Anyone who has been, or who knows someone who has been, the victim of fraud will understand the gamut of complex emotions experienced during such a distressing situation. With the COVID-19 crisis still in full swing, there has been an uptick in fraudsters taking advantage of the emotional and financial vulnerability of individuals, with the economic conditions created by the pandemic creating a perfect storm for fraudulent activity.
Peter Hazlewood (pictured), the group financial crime risk director at Aviva, noted that insurance scams range from attempts to sell people unsuitable insurance products to, at worst, stealing entire retirement savings from victims. The impact of such activity on victims is absolutely devastating, he said, and these effects are not just financial but also have detrimental mental health repercussions.
This is something he has seen time and time again and, more than anything else, Hazlewood said, if he could send out one clear message to the wider public it would be that they are not alone in this, and should feel no shame in coming forward.

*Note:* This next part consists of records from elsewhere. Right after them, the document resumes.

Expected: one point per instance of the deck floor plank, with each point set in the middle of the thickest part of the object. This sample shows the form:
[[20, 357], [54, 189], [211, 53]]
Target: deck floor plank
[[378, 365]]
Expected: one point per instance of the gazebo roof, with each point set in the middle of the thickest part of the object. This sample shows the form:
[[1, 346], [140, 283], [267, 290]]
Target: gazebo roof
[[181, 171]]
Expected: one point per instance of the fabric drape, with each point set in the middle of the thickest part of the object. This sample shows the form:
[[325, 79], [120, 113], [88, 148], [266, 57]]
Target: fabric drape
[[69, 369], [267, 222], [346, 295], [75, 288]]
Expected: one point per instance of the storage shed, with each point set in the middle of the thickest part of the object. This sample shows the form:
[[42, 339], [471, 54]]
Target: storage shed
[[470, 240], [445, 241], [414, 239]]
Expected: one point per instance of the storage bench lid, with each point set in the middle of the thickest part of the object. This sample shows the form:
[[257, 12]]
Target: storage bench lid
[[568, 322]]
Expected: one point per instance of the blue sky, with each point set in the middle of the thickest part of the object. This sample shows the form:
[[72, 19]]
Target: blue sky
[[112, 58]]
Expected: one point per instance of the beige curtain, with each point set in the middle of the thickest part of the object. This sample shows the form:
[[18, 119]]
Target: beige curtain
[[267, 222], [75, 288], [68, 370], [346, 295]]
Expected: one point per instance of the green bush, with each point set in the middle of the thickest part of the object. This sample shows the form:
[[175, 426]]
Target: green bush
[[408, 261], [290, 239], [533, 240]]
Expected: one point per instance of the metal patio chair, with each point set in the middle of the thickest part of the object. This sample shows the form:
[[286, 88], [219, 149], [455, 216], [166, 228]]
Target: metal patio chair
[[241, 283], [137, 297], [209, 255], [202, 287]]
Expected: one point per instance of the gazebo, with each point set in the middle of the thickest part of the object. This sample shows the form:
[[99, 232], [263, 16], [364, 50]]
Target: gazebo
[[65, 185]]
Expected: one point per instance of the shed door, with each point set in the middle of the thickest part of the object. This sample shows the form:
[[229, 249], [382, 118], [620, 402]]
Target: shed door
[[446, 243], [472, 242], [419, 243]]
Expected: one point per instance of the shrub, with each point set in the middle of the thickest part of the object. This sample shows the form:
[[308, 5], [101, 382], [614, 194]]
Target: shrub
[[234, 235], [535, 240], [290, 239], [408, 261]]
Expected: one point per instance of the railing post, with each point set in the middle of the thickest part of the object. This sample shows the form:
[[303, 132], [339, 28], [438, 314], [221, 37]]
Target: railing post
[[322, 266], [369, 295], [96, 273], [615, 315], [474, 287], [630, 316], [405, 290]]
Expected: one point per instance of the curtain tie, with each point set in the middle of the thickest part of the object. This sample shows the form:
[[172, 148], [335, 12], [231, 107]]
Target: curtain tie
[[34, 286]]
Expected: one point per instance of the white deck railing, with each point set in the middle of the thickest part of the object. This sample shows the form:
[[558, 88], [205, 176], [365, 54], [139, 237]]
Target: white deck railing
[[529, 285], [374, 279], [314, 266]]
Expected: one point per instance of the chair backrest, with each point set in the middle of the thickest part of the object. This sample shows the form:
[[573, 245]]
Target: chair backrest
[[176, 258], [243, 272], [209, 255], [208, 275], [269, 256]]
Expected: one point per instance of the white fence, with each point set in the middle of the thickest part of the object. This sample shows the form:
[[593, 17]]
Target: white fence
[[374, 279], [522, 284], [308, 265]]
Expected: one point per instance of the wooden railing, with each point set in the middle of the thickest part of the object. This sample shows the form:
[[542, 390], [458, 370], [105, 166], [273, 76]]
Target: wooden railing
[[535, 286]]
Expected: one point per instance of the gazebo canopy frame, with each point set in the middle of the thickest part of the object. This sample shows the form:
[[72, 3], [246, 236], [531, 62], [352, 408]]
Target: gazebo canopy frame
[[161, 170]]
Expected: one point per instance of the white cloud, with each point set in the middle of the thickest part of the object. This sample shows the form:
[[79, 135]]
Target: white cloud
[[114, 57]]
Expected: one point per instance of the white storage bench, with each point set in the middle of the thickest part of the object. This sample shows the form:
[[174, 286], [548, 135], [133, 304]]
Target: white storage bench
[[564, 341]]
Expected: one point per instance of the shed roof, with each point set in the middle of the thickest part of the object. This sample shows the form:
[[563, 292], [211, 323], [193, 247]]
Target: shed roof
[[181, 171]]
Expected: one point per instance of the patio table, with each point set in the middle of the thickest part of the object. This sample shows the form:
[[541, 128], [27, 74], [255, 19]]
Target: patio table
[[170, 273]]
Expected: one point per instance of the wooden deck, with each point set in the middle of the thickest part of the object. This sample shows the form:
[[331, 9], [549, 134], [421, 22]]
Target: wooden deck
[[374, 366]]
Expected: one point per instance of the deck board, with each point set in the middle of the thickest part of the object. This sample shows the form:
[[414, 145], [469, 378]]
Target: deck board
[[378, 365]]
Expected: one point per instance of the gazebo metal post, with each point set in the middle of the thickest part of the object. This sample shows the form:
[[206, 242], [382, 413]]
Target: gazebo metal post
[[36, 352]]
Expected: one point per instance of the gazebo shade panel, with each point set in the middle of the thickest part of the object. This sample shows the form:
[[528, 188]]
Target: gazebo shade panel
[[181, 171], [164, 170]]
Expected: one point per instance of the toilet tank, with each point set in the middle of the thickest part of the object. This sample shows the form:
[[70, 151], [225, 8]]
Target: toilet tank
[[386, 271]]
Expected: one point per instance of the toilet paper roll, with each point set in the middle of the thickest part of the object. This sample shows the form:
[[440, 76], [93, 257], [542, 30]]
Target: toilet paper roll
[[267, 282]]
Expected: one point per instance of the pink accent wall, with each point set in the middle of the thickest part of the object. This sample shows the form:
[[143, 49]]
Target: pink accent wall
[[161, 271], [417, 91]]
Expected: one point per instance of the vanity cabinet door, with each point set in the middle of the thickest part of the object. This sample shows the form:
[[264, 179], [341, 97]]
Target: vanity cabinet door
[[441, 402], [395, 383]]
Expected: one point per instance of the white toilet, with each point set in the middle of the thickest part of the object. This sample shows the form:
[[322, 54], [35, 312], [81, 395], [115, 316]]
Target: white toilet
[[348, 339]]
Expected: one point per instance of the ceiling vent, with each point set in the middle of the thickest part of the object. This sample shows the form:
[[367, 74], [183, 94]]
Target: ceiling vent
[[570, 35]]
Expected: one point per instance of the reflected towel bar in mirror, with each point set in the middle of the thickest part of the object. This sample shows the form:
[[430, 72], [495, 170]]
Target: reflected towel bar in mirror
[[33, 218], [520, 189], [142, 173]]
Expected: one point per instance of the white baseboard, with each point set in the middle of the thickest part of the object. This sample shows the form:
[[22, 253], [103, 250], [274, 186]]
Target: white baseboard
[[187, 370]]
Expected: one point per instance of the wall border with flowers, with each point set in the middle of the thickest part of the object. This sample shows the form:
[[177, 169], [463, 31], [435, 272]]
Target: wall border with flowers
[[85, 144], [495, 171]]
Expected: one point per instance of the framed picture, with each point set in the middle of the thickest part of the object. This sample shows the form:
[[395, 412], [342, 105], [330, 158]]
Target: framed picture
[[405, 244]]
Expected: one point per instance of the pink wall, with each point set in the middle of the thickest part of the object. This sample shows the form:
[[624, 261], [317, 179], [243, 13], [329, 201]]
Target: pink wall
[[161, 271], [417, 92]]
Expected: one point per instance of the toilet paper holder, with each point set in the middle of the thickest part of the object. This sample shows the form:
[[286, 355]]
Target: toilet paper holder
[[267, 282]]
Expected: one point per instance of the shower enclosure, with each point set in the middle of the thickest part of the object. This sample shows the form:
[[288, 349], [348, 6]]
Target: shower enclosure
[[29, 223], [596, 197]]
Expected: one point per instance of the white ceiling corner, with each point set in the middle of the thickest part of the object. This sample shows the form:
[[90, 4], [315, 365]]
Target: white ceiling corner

“I know that people might feel embarrassed about the fraud, about having been deceived, but please come forward and tell your provider. We can help you,” he said. “And if you provide us with this information, it really helps us to identify the bad guys and the more information we get the better. We all work very closely together and we work very closely with the authorities as well. And we see criminal networks that move between providers and, in working collaboratively in this way, we all have different parts of the puzzle which we can put together.”
The good news for the wider public is that the power to take preventative protection measures is very firmly in their hands, with Hazlewood highlighting the need for people to be very careful about their personal data. This is particularly true during such an uncertain time as the COVID-19 pandemic but it stands as very good advice generally. Everybody must question why their data is required when they are asked for it, and be careful about the amount of seemingly harmless data that they are sharing.
“Even look to things like quizzes on social media, which ask all these very personal questions,” he said. “Now that information could be used to identify you or to verify your identity with your provider. And with the growth of social media, this is something that we, as a society, have not perhaps been as disciplined about as we should have been. And that’s something we see with a number of compromised customer policies or investments being as a result of people who have not been careful with their personal data.”
If there has been any silver lining to the COVID pandemic in the fraud sphere, Hazlewood said, it has been that the crisis has served to bring the various players within the insurance fraud arena closer together. The Government has been working hard towards this also, with the setup of a task force under the National Crime Agency, to enable the rapid exchange of intelligence regarding key threats and trends related to COVID fraud, and the underlying money laundering associated with that as well.
“So we’re all able to do our bit, as insurers, as pension providers, as asset managers, and as banks. [All financial services] are part of this task force,” he said. “We’re able to get the information really quickly to each other and to the authorities, and they’re able to take rapid action. And I think we were all moving in that direction anyway, but this has really been an acceleration of that and it has brought us together with this common purpose, to protect the public and to protect people. And that has been a real positive out of all of this.”